Results: Among the 4975 participants, the best model for predicting MCI onset was random forest, with a median AUC of 0.6729 (IQR 0.3883-0.8152), followed by k-nearest neighbors with a median AUC of 0.5576 (IQR 0.4555-0.6761) and support vector classifier with a median AUC of 0.5067 (IQR 0.3755-0.6389). For dementia onset prediction, the best model was XGBoost, achieving a median AUC of 0.8185 (IQR 0.8085-0.8285), closely followed by light gradient-boosting machine with a median AUC of 0.8069 (IQR 0.7969-0.8169) and AdaBoost with a median AUC of 0.8007 (IQR 0.7907-0.8107). The Shapley values highlighted pain in everyday life, being widowed, living alone, exercising, and living with a partner as the strongest predictors of MCI. For dementia, the most predictive features were other contributing factors, education at the high school level, education at the middle school level, exercising, and monthly social engagement.

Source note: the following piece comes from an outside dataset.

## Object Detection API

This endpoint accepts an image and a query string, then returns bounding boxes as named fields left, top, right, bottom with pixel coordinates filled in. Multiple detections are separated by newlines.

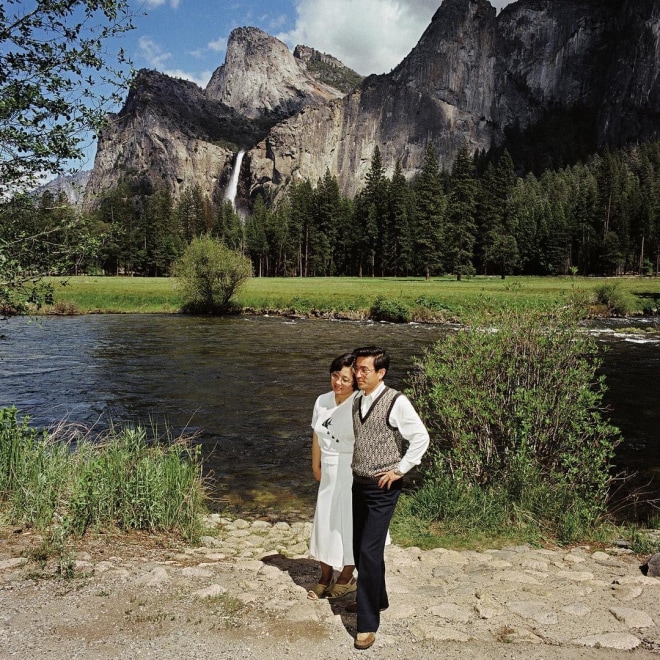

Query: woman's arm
left=312, top=433, right=321, bottom=481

Conclusions: ML algorithms, especially XGBoost, exhibited the potential for predicting MCI onset using KLoSA data. However, no model has demonstrated robust accuracy in predicting MCI and dementia. Sociodemographic and health-related factors are crucial for initiating cognitive conditions, emphasizing the need for multifaceted predictive models for early identification and intervention. These findings underscore the potential and limitations of ML in predicting cognitive impairment in community-dwelling older adults.

Keywords: Alzheimer; MCI; aging; algorithm; cognitive; dementia; geriatrics; gerontology; machine learning; machine learning algorithms; mild cognitive impairment; older people; prediction; sociodemographic factors.

Figure 1

Flow diagram for the investigation. AUC: area under the receiver operating characteristic curve; GBM: gradient-boosting machine; XGBoost: extreme gradient boosting.